Jane Hatter

Jane Hatter

CRIA Fellow
Musical Women in Visual Culture of Early Sixteenth-Century Italy: Gender, Sexuality, and Knowledge
2023-2024
Jane Hatter

Biography

Jane Hatter is an Associate Professor of musicology in the School of Music at the University of Utah. Her research focuses on musical communities in Europe circa 1500, with strong interests in pedagogy, gender, and visual culture. Jane’s first monograph, Composing Community in Late Medieval Music: Self-Reference, Pedagogy and Practice (CUP, 2019), examines what self-reference in music can tell us about bonds shared by late fifteenth-century musicians with a common pedagogical toolkit and life experience.
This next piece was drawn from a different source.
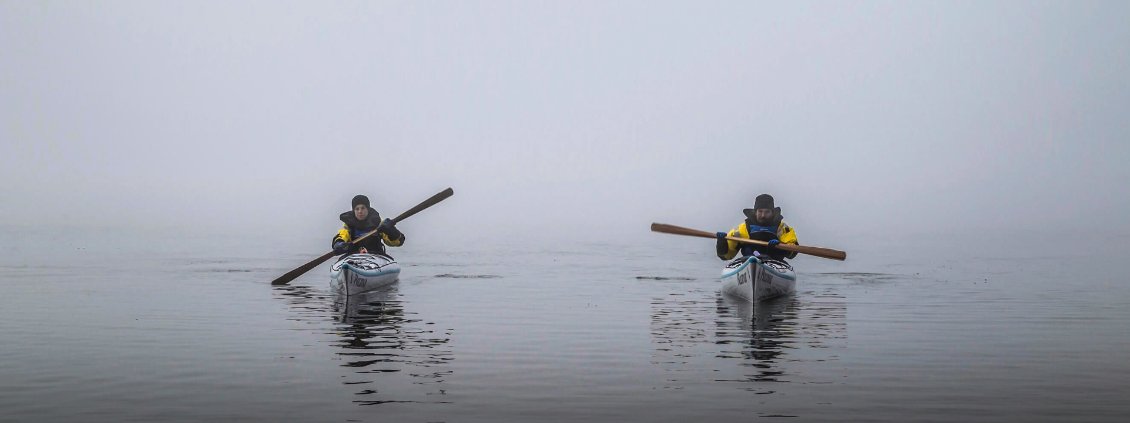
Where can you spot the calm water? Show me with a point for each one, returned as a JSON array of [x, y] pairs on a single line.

Dr. Hatter has also published on musical time in early sixteenth-century Italian paintings, intersections between popular devotions and ecclesiastical liturgy in Renaissance motets that include or quote Marian prayers, and the sights and sounds of early modern commemorative activities.

Project Summary

In early sixteenth-century Italy, musical knowledge was valued for its status as a liberal art and as a social grace for both sexes. At the same time, its potentially lascivious influence was a source of anxiety, especially for women. Nowhere is this paradox more at play than in images representing musical women. Creators of representations of female musicians drew upon their audiences’ understanding of contemporary intellectual and social conventions around music to generate meaning. While the audience for these works was primarily male and the artists relied on male access to musical knowledge, the images also raise the specter of female musicality. Because they are underrepresented in some forms of documentation, many musicologists have assumed that women had little access to music, but recent scholarship has shown that women were active in both domestic and public spheres. In the early sixteenth century, semi-public performance was associated with diametrically opposed groups of women—musical and often noble nuns and socially aspiring but morally dubious prostitutes and courtesans. Somewhere in the middle of these extremes, lay women tread a precarious path between the social expectation of musical knowledge and skill, and fears about the potential libidinous influence of music on their persons and reputations. This project seeks to use knowledge of early modern musical practices to enhance understanding of representations of women musicians, and to use visual culture to increase understanding of sixteenth-century female musicality, restoring to some degree the voices of these musical women.